Last week in the UK, the news reported on a case of a visually impaired man who finally found a job after making 2,000 applications.

Stephen Stubbs had reportedly considered himself unemployable and was delighted and astonished to discover this was not to be the case after all. “If I can do it, anyone can do it - just got to believe in yourself and it will happen,” he said.

However, does this apply if you’re seeking work in financial services?

Apparently not.

The rifle shot and the bread-on-water metaphors

If you want a new job in financial services, resume-spraying is insufficiently sophisticated.

Instead, says Philip Beddows, coach and mentor at the Silk Road Partnership, you should go for a dual strategy: the rifle shot and some well-aimed bread-on-water.

Under the rifle shot strategy, you select your target employer, get them fully in your sights using a combination of research and networking, and then fire your application straight at their heart with a personal recommendation, says Beddows.

Under the bread-on-water strategy, you chuck a handful of carefully-aimed resumes in the direction of some hungry-looking ducks.

You need to pursue both strategies at the same time, insists Beddows. The first is likely to get you a job, and the second introduces serendipity into your job search (and may therefore get you a job too).

In the current market, however, serendipity could require encouragement. “You could send 50 applications in equities and it wouldn’t make much difference,” says one equities headhunter. “There just aren’t any spaces. All you’ll do is exhaust your contact list.”

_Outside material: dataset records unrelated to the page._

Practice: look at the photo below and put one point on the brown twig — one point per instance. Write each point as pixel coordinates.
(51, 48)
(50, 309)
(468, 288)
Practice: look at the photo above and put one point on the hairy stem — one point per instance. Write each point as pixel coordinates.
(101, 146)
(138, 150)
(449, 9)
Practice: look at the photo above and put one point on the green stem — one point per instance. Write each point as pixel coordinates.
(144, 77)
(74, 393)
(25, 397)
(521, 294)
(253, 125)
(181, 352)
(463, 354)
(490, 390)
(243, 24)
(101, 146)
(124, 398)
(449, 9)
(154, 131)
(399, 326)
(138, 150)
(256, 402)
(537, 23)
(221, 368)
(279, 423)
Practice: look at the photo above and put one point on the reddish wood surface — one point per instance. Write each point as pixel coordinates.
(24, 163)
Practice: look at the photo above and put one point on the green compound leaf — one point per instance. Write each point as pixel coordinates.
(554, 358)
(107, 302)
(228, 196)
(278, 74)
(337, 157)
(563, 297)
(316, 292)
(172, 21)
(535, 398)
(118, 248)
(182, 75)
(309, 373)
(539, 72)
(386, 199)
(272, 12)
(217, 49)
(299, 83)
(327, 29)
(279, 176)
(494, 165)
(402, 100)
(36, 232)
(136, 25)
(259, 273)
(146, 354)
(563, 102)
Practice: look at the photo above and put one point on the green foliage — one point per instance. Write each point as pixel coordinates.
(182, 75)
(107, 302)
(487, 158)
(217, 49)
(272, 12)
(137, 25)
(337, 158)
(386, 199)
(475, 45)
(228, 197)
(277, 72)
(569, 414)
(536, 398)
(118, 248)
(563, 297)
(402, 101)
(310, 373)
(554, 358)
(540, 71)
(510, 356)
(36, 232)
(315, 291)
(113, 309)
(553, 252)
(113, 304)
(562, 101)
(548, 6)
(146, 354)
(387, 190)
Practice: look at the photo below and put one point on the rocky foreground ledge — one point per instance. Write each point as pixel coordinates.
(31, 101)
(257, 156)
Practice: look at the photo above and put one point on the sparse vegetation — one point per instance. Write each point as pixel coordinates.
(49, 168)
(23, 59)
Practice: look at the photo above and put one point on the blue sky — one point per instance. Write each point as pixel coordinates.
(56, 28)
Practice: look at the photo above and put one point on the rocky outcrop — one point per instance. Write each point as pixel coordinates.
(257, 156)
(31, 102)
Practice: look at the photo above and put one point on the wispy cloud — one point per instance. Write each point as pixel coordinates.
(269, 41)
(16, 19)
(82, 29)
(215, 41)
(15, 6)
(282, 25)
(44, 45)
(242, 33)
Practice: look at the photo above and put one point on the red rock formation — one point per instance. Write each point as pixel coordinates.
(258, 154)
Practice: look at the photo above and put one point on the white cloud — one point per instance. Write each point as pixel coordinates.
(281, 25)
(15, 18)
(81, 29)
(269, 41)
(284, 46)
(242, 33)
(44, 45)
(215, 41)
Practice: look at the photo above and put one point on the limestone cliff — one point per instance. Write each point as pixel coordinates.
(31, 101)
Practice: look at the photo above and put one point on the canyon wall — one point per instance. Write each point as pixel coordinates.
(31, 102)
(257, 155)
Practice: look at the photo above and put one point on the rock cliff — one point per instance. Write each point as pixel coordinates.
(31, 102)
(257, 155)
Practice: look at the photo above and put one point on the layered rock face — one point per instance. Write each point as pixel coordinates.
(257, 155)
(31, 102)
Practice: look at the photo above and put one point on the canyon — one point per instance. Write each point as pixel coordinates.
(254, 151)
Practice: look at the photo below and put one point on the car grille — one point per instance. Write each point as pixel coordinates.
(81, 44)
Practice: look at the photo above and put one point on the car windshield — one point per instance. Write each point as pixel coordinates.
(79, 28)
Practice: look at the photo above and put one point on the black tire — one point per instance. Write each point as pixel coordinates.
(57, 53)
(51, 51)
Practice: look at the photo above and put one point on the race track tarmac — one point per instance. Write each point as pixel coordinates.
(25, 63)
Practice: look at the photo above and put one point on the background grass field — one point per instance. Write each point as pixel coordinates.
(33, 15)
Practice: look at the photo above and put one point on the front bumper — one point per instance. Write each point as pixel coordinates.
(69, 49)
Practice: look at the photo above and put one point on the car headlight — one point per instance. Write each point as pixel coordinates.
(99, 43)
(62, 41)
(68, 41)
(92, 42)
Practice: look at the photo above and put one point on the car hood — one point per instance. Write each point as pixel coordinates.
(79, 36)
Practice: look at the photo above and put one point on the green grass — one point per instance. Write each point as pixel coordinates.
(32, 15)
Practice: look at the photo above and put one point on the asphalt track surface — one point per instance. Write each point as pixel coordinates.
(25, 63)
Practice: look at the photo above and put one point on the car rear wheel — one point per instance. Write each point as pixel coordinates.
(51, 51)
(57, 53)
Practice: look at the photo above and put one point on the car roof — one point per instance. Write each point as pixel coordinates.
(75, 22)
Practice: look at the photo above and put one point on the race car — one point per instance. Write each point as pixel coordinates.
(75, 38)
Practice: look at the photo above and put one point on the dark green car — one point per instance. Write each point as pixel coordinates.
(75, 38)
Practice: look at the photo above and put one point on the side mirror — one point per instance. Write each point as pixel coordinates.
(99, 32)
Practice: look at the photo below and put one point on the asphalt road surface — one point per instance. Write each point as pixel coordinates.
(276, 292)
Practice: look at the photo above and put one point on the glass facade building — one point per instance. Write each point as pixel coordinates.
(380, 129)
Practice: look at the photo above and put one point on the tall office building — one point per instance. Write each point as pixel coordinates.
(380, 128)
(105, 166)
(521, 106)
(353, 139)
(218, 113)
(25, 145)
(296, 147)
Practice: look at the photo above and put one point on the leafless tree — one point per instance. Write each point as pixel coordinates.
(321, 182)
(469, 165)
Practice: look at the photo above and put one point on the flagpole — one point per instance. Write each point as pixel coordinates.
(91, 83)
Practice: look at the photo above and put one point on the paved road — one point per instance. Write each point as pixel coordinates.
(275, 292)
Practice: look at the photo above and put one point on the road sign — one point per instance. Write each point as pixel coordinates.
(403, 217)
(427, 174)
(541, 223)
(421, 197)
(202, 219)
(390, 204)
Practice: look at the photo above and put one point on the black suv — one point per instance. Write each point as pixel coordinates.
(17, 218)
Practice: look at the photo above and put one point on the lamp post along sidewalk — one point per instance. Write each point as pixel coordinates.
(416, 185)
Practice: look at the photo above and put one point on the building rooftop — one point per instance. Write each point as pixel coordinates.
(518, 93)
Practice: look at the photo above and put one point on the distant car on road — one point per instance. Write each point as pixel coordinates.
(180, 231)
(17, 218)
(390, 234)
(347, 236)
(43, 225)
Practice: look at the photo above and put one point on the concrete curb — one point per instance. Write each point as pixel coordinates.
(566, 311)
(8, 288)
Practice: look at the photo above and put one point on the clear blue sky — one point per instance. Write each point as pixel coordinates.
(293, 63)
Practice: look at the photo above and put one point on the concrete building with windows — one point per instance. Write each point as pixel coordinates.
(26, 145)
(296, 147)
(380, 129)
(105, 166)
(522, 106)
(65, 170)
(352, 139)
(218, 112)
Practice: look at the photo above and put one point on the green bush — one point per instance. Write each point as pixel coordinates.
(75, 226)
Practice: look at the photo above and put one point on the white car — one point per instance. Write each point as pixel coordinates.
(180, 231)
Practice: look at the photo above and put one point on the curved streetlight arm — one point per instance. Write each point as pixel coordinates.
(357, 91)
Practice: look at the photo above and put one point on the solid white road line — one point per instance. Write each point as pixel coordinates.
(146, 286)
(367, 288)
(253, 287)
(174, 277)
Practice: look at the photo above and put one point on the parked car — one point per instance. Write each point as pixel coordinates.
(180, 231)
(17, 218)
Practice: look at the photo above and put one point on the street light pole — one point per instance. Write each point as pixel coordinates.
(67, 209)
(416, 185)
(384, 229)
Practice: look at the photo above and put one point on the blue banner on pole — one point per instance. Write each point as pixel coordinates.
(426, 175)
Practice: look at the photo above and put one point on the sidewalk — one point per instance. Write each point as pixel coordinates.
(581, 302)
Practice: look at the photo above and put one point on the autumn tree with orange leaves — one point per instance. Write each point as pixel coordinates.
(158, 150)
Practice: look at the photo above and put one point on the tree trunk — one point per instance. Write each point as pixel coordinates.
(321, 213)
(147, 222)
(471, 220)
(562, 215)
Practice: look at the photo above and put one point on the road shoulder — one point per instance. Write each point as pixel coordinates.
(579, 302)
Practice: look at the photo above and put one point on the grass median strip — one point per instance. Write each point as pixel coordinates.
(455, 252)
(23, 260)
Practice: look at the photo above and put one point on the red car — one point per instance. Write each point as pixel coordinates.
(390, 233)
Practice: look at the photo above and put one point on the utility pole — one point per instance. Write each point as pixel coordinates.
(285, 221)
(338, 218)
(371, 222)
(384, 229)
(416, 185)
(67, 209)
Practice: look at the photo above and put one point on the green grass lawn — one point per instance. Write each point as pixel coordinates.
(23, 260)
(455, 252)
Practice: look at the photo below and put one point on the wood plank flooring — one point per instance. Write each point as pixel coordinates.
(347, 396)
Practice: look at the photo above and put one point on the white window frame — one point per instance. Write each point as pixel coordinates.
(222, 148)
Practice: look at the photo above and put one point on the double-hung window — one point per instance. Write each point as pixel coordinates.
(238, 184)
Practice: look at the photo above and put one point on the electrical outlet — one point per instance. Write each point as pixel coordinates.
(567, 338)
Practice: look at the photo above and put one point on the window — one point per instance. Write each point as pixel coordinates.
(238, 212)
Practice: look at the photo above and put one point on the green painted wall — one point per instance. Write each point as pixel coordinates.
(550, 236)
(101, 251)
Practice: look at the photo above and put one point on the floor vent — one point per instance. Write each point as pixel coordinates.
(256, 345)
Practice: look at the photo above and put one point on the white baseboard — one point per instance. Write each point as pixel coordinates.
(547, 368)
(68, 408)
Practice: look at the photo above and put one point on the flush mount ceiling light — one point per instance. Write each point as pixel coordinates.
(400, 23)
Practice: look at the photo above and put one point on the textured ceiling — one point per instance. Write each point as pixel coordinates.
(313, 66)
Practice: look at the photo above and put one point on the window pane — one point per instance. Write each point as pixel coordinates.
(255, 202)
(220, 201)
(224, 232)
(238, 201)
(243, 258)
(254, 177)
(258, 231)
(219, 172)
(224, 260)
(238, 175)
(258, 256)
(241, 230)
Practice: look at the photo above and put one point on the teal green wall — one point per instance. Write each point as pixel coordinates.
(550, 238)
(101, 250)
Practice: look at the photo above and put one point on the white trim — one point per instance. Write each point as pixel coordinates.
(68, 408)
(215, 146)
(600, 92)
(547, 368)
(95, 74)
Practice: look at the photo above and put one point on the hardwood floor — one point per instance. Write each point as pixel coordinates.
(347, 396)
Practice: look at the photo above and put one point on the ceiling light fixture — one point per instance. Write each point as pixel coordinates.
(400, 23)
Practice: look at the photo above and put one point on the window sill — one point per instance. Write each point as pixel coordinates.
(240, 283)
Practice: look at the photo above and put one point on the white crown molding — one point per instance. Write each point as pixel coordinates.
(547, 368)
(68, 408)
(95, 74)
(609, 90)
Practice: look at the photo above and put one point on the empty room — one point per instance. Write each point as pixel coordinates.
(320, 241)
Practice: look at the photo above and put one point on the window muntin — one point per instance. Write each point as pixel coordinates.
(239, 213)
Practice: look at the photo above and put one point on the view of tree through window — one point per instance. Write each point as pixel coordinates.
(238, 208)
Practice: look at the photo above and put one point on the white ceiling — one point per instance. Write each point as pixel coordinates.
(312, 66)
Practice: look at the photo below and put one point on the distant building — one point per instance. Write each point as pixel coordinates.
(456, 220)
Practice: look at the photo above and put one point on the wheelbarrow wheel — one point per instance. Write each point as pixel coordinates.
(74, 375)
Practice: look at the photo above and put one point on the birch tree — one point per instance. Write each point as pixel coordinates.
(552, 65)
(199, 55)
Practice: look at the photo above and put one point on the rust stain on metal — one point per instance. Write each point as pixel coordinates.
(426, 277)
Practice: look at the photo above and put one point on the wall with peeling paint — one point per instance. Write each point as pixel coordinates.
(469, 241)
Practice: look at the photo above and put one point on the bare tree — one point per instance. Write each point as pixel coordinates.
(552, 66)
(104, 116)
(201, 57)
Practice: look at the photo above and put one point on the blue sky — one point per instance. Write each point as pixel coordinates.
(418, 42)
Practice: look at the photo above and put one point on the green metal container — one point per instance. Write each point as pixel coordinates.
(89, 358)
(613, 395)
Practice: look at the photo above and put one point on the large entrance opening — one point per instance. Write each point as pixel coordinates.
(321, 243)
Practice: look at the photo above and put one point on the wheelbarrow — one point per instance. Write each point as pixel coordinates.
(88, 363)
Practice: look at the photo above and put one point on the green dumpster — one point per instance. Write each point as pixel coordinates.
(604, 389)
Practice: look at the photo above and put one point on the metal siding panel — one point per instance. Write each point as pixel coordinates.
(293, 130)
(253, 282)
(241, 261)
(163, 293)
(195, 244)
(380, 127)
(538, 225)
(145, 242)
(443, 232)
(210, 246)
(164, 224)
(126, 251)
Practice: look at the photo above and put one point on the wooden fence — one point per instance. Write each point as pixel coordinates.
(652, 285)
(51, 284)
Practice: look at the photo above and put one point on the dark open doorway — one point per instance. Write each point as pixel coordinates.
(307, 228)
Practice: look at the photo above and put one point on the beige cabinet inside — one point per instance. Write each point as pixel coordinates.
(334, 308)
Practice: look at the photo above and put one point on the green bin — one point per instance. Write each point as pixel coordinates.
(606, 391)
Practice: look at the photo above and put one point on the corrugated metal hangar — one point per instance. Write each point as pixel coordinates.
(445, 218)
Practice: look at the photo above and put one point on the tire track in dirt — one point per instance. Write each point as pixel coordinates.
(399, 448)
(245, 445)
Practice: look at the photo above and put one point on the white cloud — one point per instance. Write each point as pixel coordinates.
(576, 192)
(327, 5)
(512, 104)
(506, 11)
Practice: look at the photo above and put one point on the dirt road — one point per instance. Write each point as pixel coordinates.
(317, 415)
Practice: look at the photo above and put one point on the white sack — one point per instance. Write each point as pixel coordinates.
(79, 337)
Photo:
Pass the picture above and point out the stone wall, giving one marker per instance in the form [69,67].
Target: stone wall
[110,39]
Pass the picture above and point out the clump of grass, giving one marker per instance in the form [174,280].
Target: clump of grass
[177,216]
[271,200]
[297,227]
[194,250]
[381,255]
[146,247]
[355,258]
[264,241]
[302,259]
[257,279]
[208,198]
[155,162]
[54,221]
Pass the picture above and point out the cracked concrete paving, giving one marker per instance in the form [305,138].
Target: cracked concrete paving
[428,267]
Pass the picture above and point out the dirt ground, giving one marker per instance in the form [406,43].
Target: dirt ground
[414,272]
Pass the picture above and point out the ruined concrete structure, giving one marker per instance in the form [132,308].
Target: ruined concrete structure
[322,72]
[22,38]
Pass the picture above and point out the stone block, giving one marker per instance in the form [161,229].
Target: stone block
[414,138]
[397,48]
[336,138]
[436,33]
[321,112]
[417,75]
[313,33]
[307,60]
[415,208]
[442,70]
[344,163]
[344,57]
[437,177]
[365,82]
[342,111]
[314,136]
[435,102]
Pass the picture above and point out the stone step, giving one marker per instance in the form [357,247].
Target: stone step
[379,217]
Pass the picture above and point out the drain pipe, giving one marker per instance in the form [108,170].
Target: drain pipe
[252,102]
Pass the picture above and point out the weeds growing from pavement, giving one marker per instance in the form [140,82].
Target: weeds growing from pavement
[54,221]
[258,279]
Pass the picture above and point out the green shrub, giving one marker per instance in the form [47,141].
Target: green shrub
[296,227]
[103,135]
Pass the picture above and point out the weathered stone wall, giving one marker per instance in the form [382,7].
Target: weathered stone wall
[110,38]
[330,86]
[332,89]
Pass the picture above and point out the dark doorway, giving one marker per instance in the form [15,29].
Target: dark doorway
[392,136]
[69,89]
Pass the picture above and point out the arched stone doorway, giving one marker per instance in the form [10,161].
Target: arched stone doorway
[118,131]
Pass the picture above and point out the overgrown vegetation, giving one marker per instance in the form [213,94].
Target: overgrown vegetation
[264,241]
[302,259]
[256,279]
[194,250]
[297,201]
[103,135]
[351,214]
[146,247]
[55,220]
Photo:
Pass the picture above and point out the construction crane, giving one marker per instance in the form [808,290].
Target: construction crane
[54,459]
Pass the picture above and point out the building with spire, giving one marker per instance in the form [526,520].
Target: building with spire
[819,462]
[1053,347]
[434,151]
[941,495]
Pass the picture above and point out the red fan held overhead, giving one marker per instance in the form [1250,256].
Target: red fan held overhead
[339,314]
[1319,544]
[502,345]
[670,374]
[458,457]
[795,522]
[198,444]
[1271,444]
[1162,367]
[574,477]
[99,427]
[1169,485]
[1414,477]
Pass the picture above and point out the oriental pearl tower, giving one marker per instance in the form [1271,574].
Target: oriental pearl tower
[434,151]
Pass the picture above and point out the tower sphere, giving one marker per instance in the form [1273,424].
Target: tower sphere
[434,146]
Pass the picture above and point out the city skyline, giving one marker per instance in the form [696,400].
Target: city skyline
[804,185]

This headhunter advocates a carefully targeted bread-on-water approach, but advises attracting attention to yourself before throwing your bread. “If you send your resume without a telephone call first, you’ll get nowhere – it will just get lost,” he warns.

Practice self-discipline and resume restraint

If you must send your resume out "cold," Beddows advises that you limit the number you dispatch. “You need to ensure that you have time to follow up all your applications and reassess whether your strategy is working,” he advises.

Rob Yeung, coach and author of E is for Exceptional: The New Science of Success, agrees that less is more. “Each bank believes it is special and different, and you need to tailor your resume and cover letter to reflect that belief,” he says. “I would advise that you spend an hour or two on each application."

He adds, “For example, if one bank says it wants someone with management skills and an eye for detail, you need to adapt your resume and cover letter to ensure you reflect those qualities. It’s a game you need to play.”

Whatever you do, don’t send out hundreds of resumes to the same organization. A recruiter at a European investment bank relates how one candidate sent hundreds of resumes for multiple roles and irritated the bank’s recruiters with constant phone calls to see how his applications were doing. Ultimately, the bank became paranoid that the candidate was trying to set it up for a discrimination case and charged the individual in question with harassment.